Sponges are about as simple as it’s possible for an animal build to get while still being reasonably successful in the meta. But if, for some reason, you insist on going even simpler, you can try out a placozoan build. These are the simplest animal builds in the entire game. Like sponges, they have no tissues, no organs, and no symmetry; their entire bodies are just an outer layer of compactly packed cells with cilia for moving, with a loose sheet of star-shaped cells inside. They feed by engulfing small particles of organic detritus through the lower surface.

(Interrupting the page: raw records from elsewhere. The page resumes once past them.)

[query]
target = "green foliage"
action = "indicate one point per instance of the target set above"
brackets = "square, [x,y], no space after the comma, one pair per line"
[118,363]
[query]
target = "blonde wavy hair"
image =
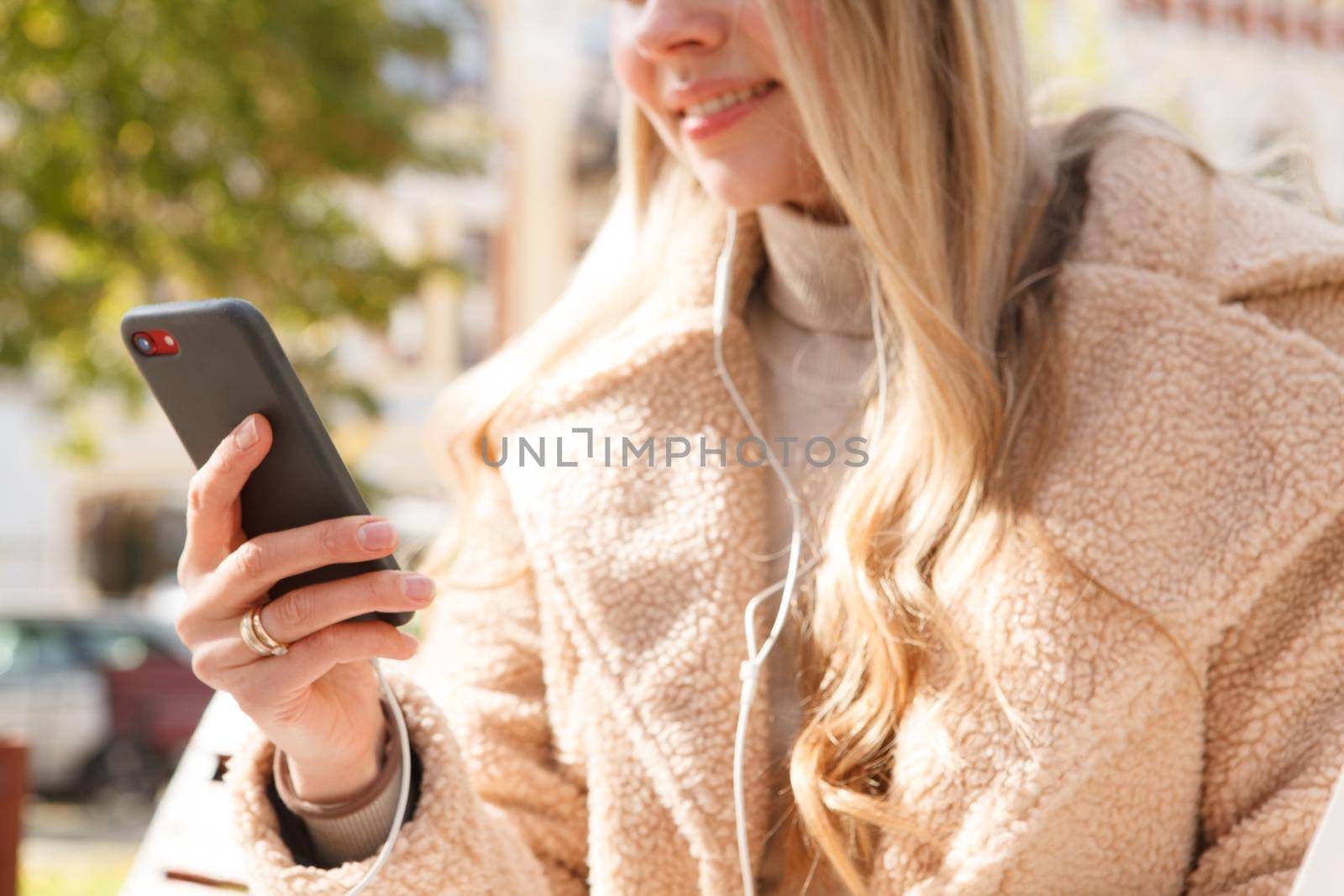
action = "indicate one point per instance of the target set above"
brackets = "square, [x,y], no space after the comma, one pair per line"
[924,134]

Placozoans are so primitive that they not only have no symmetry, but no definite shape at all – their outlines are in perpetual flux. If I’m being honest, I have no idea why anyone would want to play as a placozoan build. They basically seem like an attempt to make an animal without getting any of the benefits of being an animal, and I don’t know why you wouldn’t just play an amoeba or bacterium instead. The placozoans are pretty boring and frankly useless gimmick builds, and I rate them in F tier.

CONCLUSION

The above list covers all the alternatives to bilateral symmetry available to animals. Spherically and icosahedrally symmetrical builds are also available, but finding them requires you to look at non-animal factions, like plants and bacteria. I think it’s fair to conclude from this that the 99% of players who opt for bilateral symmetry are making the right choice – there isn’t a single non-bilaterally symmetrical build that I would consider to be top-tier. However, if you insist on taking a heterodox route, radial symmetry does have real potential, and both of the major radially symmetrical factions tend to do better-than-average in the ocean meta. Those really are your only viable options, though; the few builds that have neither bilateral nor radial symmetry are all in a pretty weak position in the meta. I hope this was helpful.